Fri 31 Aug 2018

Enforcement of awards in the employment tribunal

When it comes to pursuing a claim in the employment tribunal the primary remedy for claimants is usually financial compensation.  Even in the unlikely event that reinstatement or reengagement are ordered, there is usually an element of financial compensation included in the form of loss of wages in the period between dismissal and the reinstatement or reengagement taking effect.  Yet the employment tribunal does not have the power to enforce the awards it makes - instead enforcement needs to be done via the civil courts.

The difficulties of enforcement, and the significant number of awards that remain unpaid, meant that this issue was one of those considered in the Taylor Review last year.  The Review made a number of recommendations including a naming and shaming scheme for employers that do not pay up and that the process of recovery should be simplified without the need for additional court proceedings, form filling or fee payment.  The UK Government has agreed in principle with these recommendations.

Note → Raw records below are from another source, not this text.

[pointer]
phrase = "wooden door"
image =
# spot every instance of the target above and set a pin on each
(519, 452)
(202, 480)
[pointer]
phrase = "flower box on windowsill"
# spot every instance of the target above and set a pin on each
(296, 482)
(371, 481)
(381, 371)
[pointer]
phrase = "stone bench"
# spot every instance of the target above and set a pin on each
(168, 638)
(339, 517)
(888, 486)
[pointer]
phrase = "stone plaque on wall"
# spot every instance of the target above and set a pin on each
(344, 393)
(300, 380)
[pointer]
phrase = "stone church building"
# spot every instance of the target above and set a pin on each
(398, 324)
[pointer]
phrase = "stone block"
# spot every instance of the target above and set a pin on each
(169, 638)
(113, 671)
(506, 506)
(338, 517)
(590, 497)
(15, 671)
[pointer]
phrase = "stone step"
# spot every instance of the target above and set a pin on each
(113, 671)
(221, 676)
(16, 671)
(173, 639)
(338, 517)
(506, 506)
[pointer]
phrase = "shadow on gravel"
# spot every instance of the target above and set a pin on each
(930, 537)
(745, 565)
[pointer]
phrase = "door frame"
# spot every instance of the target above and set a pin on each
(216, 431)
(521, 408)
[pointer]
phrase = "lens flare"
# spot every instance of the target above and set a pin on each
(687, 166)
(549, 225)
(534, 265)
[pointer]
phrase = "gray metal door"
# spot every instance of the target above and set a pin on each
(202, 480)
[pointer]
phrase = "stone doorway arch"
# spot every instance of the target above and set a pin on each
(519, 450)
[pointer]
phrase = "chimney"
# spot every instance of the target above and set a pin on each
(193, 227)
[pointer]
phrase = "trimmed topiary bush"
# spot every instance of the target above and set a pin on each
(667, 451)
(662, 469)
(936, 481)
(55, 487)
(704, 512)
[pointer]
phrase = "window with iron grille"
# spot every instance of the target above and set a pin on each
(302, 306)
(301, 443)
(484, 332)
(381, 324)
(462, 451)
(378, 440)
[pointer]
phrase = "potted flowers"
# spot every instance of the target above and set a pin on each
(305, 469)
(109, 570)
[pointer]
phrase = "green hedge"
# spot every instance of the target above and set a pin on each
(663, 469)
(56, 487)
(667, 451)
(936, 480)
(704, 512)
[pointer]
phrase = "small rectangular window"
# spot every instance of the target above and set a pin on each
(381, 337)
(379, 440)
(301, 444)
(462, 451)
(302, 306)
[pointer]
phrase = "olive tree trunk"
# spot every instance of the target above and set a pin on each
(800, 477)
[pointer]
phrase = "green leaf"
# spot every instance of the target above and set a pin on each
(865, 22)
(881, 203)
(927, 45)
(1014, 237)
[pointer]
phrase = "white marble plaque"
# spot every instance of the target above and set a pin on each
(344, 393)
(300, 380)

In AA v Secretary of State for Business, Energy and Industrial Strategy and the Commission for Equality and Human Rights (CEHR), the claimant had been unable to recover an award made to her by an Employment Tribunal in Glasgow.  She petitioned the Court of Session arguing that, by failing to make statutory provision for the granting of diligence on the dependence (freezing of assets) by an Employment Tribunal, the UK is in breach of its Community law obligation to provide her with a remedy for her harassment claim that is compliant with the principles of effectiveness and equivalence.  She sought compensation for that breach.  The CEHR entered the petition procedure in support of the petitioner.

By way of background, the petitioner had successfully brought proceedings for harassment on the grounds of sex, race and religion and was awarded £75,000 in damages.  Before she received payment of the award it came to light that her employer's business was to close and its funds were to transfer to another entity defeating the award that had been made to her. The EU principle of effectiveness is that procedural requirements for raising actions to enforce EU rights cannot be so excessively difficult as to render exercise of that right practically impossible.  The principle of equivalence is that rules put in place to implement EU law should be no less favourable than those governing similar domestic actions.

The Court of Session dismissed the petition.  The petitioner could have raised an action for diligence in the Sheriff Court or the Court of Session at the time she commenced proceedings in the Employment Tribunal.  The fact that she had to raise those proceedings in a different court and incur some expense in doing so did not render exercise of her EU rights excessively difficult or impossible.  The Court also rejected her argument that the principle of equivalence had been breached on the basis that interim protection was available to her (albeit by way of a separate action) whether she was raising a claim based on EU or domestic rights.

This decision does not sit comfortably with the recommendations of the Taylor Review. However, until some action is taken to implement those recommendations respondents to tribunal claims need to be aware that claimants may raise separate court actions to obtain security over the sums claimed.